# A gas occupies 100.0 mL at a pressure of 780 mm Hg. What is the volume of the gas when its pressure is increased to 880 mm Hg?

Apr 23, 2017

This question has been set by someone who has never used a mercury manometer............we gets ${V}_{2} = 87.6 \cdot m L$

#### Explanation:

One atmosphere of pressure will support a column of mercury that is $760 \cdot m m$ high. A manometer is thus a highly visual measure of the strength of a vacuum, or as a measure of atmospheric pressure.

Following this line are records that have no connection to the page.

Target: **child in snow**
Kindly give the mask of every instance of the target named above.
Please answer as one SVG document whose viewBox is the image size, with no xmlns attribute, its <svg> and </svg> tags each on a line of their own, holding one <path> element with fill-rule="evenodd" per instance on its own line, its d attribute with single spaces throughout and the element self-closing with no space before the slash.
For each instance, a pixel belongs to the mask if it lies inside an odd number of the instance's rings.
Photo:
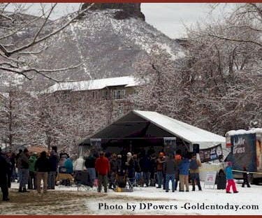
<svg viewBox="0 0 262 218">
<path fill-rule="evenodd" d="M 245 166 L 243 166 L 243 171 L 245 171 L 242 174 L 243 174 L 243 183 L 242 184 L 242 187 L 245 187 L 245 185 L 247 184 L 247 187 L 248 188 L 250 188 L 250 184 L 249 184 L 249 182 L 248 181 L 248 172 L 247 172 L 247 168 Z"/>
<path fill-rule="evenodd" d="M 235 183 L 233 178 L 233 173 L 232 173 L 232 162 L 228 162 L 228 166 L 226 167 L 226 181 L 227 181 L 227 186 L 226 186 L 226 193 L 231 193 L 230 191 L 230 188 L 232 187 L 233 191 L 234 193 L 238 193 L 237 189 L 235 187 Z"/>
</svg>

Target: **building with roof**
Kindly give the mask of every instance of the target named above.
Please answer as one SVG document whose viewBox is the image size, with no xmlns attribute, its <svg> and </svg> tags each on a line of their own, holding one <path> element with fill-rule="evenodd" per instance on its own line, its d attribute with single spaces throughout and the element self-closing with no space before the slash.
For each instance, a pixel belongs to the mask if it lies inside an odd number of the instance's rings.
<svg viewBox="0 0 262 218">
<path fill-rule="evenodd" d="M 139 82 L 134 77 L 123 76 L 56 83 L 41 94 L 54 96 L 68 104 L 76 104 L 82 101 L 94 106 L 106 104 L 106 122 L 110 123 L 132 109 L 128 96 L 134 92 L 134 88 L 138 85 Z"/>
</svg>

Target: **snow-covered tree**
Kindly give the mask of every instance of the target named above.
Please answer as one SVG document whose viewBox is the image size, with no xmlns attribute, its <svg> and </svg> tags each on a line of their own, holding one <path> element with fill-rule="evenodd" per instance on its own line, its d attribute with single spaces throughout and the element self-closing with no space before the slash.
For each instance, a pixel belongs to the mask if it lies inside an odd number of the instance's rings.
<svg viewBox="0 0 262 218">
<path fill-rule="evenodd" d="M 41 4 L 39 14 L 36 16 L 25 14 L 27 5 L 13 3 L 13 10 L 8 10 L 12 8 L 11 4 L 0 3 L 0 73 L 13 73 L 29 80 L 38 74 L 55 80 L 49 73 L 75 68 L 82 64 L 64 66 L 62 68 L 56 68 L 55 66 L 38 68 L 35 64 L 37 54 L 48 47 L 48 38 L 62 31 L 93 4 L 80 10 L 68 19 L 62 20 L 54 29 L 50 23 L 50 17 L 54 13 L 57 3 L 52 3 L 50 8 Z M 38 45 L 37 48 L 36 45 Z"/>
</svg>

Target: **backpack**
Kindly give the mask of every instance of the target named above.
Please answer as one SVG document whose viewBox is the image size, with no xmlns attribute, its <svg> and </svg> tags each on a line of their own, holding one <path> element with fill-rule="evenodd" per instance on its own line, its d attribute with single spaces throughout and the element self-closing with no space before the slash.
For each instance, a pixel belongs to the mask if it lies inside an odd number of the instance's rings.
<svg viewBox="0 0 262 218">
<path fill-rule="evenodd" d="M 198 163 L 196 160 L 191 160 L 190 161 L 189 168 L 192 170 L 196 170 L 198 168 Z"/>
</svg>

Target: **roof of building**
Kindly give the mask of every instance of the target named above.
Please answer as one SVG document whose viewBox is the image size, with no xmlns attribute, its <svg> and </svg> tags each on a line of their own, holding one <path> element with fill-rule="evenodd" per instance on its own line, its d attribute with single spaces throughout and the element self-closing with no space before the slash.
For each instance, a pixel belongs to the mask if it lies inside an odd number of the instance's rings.
<svg viewBox="0 0 262 218">
<path fill-rule="evenodd" d="M 102 89 L 106 87 L 125 86 L 133 87 L 138 85 L 137 79 L 133 76 L 122 76 L 118 78 L 105 78 L 78 82 L 64 82 L 56 83 L 48 89 L 43 93 L 52 93 L 57 91 L 85 91 Z"/>
</svg>

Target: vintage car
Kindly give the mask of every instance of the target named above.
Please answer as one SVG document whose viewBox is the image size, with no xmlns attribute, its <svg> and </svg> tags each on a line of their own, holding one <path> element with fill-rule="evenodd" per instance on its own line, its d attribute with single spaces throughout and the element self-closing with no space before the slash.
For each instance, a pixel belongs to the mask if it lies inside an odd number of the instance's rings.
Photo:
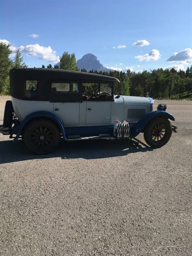
<svg viewBox="0 0 192 256">
<path fill-rule="evenodd" d="M 153 111 L 151 98 L 114 95 L 119 83 L 114 77 L 45 68 L 13 69 L 10 77 L 12 100 L 0 132 L 22 137 L 35 154 L 50 152 L 61 137 L 132 138 L 140 132 L 148 145 L 160 148 L 176 131 L 164 105 Z"/>
</svg>

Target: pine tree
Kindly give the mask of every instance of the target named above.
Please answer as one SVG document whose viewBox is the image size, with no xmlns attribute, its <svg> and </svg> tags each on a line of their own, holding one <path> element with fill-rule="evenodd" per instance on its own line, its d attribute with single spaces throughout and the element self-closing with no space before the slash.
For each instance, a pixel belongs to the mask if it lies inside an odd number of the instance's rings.
<svg viewBox="0 0 192 256">
<path fill-rule="evenodd" d="M 23 58 L 21 56 L 21 53 L 17 49 L 16 51 L 15 56 L 13 61 L 13 68 L 25 68 L 27 67 L 27 66 L 23 62 Z"/>
<path fill-rule="evenodd" d="M 70 55 L 68 52 L 64 52 L 60 57 L 60 68 L 68 70 L 79 70 L 76 64 L 75 53 Z"/>
<path fill-rule="evenodd" d="M 10 92 L 9 72 L 12 61 L 9 55 L 12 51 L 10 44 L 0 43 L 0 93 L 9 94 Z"/>
</svg>

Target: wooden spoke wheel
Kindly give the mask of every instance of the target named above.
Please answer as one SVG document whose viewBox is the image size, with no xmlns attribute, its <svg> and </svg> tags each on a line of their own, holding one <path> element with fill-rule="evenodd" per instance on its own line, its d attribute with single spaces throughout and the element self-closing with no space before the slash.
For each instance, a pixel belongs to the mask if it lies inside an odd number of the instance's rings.
<svg viewBox="0 0 192 256">
<path fill-rule="evenodd" d="M 156 118 L 148 123 L 144 131 L 147 143 L 153 148 L 160 148 L 169 140 L 172 134 L 170 122 L 163 117 Z"/>
<path fill-rule="evenodd" d="M 27 148 L 39 154 L 52 151 L 60 138 L 61 132 L 57 125 L 47 119 L 33 120 L 27 123 L 22 136 Z"/>
</svg>

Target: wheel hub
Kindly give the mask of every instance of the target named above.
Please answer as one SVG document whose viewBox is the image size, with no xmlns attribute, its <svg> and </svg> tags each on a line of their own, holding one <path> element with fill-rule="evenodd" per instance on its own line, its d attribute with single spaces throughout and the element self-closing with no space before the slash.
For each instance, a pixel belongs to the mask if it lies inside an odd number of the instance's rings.
<svg viewBox="0 0 192 256">
<path fill-rule="evenodd" d="M 39 137 L 39 139 L 40 140 L 44 140 L 45 138 L 45 137 L 44 135 L 41 135 L 40 137 Z"/>
</svg>

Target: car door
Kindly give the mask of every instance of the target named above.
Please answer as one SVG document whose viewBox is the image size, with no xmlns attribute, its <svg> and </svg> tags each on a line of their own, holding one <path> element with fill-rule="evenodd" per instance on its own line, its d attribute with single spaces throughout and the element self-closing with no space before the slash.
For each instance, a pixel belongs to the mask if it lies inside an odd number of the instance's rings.
<svg viewBox="0 0 192 256">
<path fill-rule="evenodd" d="M 78 87 L 78 83 L 70 82 L 51 84 L 53 112 L 61 119 L 66 126 L 77 125 L 79 123 L 81 99 Z"/>
<path fill-rule="evenodd" d="M 105 125 L 110 123 L 111 102 L 87 101 L 85 125 Z"/>
</svg>

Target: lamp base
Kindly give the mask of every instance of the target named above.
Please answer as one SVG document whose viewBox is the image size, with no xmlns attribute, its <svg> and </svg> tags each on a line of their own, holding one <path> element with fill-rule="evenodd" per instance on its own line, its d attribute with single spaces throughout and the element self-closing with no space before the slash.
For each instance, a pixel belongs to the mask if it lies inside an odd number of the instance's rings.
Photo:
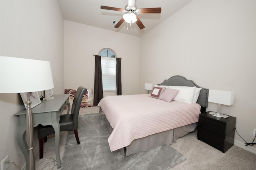
<svg viewBox="0 0 256 170">
<path fill-rule="evenodd" d="M 227 118 L 229 117 L 228 115 L 224 115 L 223 114 L 218 113 L 216 112 L 214 112 L 214 111 L 211 111 L 210 112 L 209 112 L 210 114 L 212 115 L 212 116 L 215 116 L 218 117 L 223 117 L 224 118 Z"/>
</svg>

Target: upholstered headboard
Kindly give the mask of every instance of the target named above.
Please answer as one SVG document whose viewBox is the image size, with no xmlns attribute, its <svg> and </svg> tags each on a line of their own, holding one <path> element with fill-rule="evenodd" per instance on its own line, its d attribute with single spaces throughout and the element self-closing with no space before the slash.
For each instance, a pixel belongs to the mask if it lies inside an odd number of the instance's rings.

If you put the column under a pressure greater than $1 \cdot a t m$ you are likely to get mercury all over the laboratory, where it will inhabit every crack and every cranny. This is a MAJOR cleanup job, which contract cleaners would not touch.

And so P_1="780 mm Hg"/("760 mm Hg"*atm^-1)=1.026*atm.

And so P_2="880 mm Hg"/("760 mm Hg"*atm^-1)=1.158*atm.

And now we use old $\text{Boyle's Law}$, ${P}_{1} {V}_{1} = {P}_{2} {V}_{2.} \ldots .$, and solve for

${V}_{2} = \frac{{P}_{1} {V}_{1}}{P} _ 2 = \frac{1.026 \cdot a t m \times 100.0 \cdot m L}{1.158 \cdot a t m}$

$= 87.6 \cdot m L$

The volume is slightly decreased, as we would expect, why?